This invention relates to spectral measuring devices, and in particular to devices of the scanning monochromator type.
A scanning monochromator consists of an entrance aperture, a rotatable dispersing optical element, which is typically a diffracting grating but sometimes a prism, a drive mechanism for rotating the dispersing optical element, an exit aperture, and any additional optical elements which collimate or focus radiation that enters via the entrance aperture. Radiation entering the monochromator through the entrance aperture and dispersed by the diffraction grating is imaged at the exit aperture as a narrow wavelength band of radiation. The bandwidth of this radiation depends upon groove density of the diffraction grating, the focal length of the optical system, the width of the entrance and exit apertures, and the incident and diffracted angles off the diffraction grating. The dispersed light which exits the monochromator system follows the well-known grating relationship, discussed at pp. 16-17 of "Diffraction Grating Handbook", Bausch & Lomb, Incorporated, Rochester, N.Y. (1970).
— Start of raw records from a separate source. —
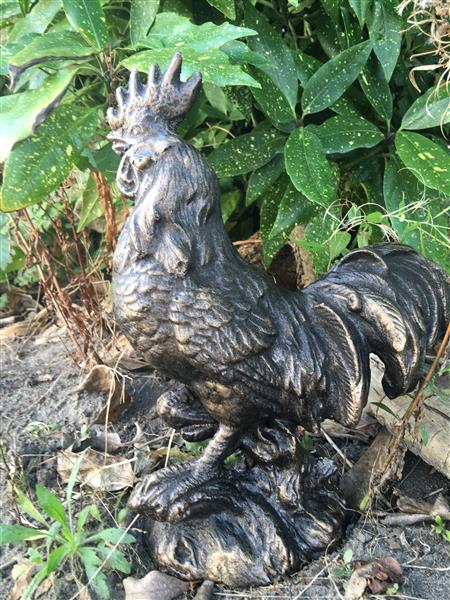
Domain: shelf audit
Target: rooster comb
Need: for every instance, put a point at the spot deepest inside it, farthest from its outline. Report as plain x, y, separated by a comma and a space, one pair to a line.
164, 97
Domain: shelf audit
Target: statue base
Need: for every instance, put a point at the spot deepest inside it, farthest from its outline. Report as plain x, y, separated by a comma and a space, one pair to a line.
254, 524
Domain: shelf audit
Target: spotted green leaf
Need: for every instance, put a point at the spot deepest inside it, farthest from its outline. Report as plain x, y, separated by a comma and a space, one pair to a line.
294, 208
343, 134
142, 15
13, 534
269, 210
331, 80
376, 89
88, 18
36, 166
22, 113
279, 65
308, 167
331, 7
429, 162
319, 233
361, 9
51, 504
418, 215
261, 179
67, 45
226, 7
36, 21
213, 64
91, 207
386, 34
429, 110
306, 66
246, 152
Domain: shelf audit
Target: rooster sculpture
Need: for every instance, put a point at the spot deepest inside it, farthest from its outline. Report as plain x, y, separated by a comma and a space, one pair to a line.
248, 354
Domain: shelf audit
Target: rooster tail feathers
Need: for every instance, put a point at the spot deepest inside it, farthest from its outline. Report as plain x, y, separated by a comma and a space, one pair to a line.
346, 371
164, 97
403, 309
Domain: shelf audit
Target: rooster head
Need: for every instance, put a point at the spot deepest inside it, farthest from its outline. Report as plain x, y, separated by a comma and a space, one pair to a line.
143, 125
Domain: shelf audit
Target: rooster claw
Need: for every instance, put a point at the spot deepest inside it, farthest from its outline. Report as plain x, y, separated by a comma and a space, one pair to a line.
180, 409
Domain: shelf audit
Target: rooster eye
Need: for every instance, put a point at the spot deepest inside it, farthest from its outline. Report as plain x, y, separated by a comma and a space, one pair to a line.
136, 130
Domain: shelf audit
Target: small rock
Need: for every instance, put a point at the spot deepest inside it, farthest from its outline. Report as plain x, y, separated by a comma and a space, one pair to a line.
154, 586
205, 591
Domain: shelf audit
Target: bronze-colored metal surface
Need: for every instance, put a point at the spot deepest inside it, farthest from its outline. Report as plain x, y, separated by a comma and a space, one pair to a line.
253, 360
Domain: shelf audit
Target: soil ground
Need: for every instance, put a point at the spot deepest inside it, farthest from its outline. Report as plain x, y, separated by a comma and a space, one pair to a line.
42, 413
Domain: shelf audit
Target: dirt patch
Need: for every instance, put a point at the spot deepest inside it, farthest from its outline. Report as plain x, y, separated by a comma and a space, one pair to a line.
42, 413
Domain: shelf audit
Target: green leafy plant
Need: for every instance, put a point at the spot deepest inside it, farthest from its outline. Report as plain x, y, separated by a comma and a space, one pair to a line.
61, 537
307, 114
440, 528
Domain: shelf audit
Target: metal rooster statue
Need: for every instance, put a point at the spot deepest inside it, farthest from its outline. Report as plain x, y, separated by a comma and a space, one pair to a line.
253, 360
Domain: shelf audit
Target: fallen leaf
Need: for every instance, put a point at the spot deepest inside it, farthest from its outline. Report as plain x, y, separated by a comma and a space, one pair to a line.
25, 570
99, 438
377, 575
98, 470
105, 379
154, 586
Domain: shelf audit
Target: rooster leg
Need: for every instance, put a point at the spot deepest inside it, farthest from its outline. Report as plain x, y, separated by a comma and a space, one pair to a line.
182, 410
168, 494
222, 445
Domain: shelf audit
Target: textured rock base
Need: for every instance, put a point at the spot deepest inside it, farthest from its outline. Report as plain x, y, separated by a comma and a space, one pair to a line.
253, 525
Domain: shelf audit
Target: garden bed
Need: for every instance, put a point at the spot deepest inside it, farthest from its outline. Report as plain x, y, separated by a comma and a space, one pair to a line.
45, 411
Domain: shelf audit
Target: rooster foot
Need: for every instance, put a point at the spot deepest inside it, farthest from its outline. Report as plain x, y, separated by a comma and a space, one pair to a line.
167, 494
181, 409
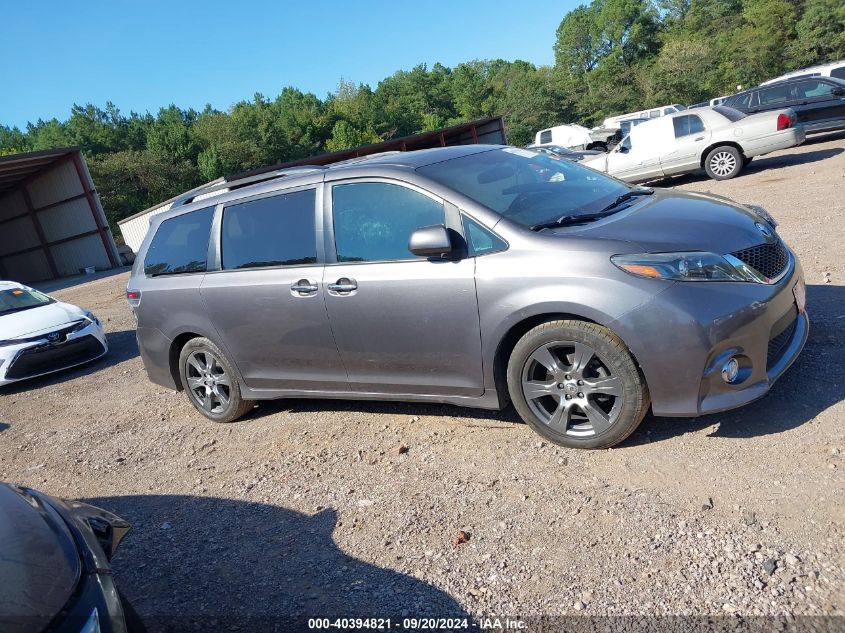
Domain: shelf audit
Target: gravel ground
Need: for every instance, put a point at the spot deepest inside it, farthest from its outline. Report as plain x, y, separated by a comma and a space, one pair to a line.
355, 508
Historically, the diffraction grating has been mounted on a platform and rotated by a drive motor through a mechanical drive assembly that includes a sine bar and lead screw. The sine-bar drive mechanism has the advantage of producing a linear change in wavelength at the exit aperture of the monochromator, with respect to the lead screw which drives the sine bar, due to the sinusoidal relationship between grating rotation and dispersion. This has facilitated the use of a linear, mechanical counter attached to the shaft of the lead screw, for display of the wavelength of radiation exiting the exit aperture. But this arrangement has several limitations. First, the lead screw is subject to dust or dirt contamination which can dramatically affect accuracy and performance of the drive system. Second, the lead screw must be lubricated with oil, requiring frequent oiling maintenance to insure proper lubrication. Third, the sine bar rides on a carriage attached to the lead screw; this typically employs a ball and a flat which rub against each other. This is a source of mechanical wear and, if wear is severe enough, the wear is a source of inaccuracy and imprecision of wavelength registration. Fourth, although the accuracy and precision of the drive system can be improved by increasing the length of the sine bar and lead screw, the longer and more costly these devices become, and the more time it takes to rotate the diffraction grating through a given angle. Additionally, the speed at which the lead screw can be rotated is limited by the speed at which oil is literally slung off the lead screw.
With the widespread use of personal computers and microprocessors to control the movement of scanning monochromators, it is no longer essential to have a mechanical wavelength counter attached to the grating drive mechanism. The wavelength can be calculated or derived from a "look-up" table if the drive mechanism does not have a sinusoidal response, as does the sine bar/lead-screw mechanism. This circumstance has facilitated use of drive mechanisms that directly rotate the dispersing element of the monochromator. Examples of direct-drive mechanisms are the galvanometer drive, as in Bernier et al. U.S. Pat. No. 4,469,441, and the worm-gear drive.
The galvanometer-drive system utilizes a galvanometer, coupled directly to the diffraction grating, to rotate the dispersing element. The drive is simple and fast, yet it can suffer from hysteresis when it stops at a particular position, and it must utilize a very high resolution input signal (usually a digital-to-analog converter of 16 or more bits, i.e., 2.sup.16 or more) to control the current to the galvanometer, since current to the galvanometer is related to grating rotation. More importantly, however, the drive has a limited usable range of angular rotation, thereby limiting the wavelength coverage of the monochromator. For example, for angular deflections of about 15.degree., the galvanometer produces enough heat to change its resistance (impedance), and the change in impedance changes the amount of current needed to rotate the drive. Thus, as the temperature changes, so does the calibration of the drive, in that the needed current per degree of rotation is changing, and it is difficult to reproduce a wavelength (at the exit aperture) or angular position (of the dispersing element) with any precision or accuracy.
In the worm-gear arrangement, the diffraction grating is mounted to a rotatable platform, motor-driven via a worm-gear transmission. The worm-gear transmission is susceptible to gear wear as a function of time, leading to poor accuracy and precision, and ultimately requiring replacement of the transmission.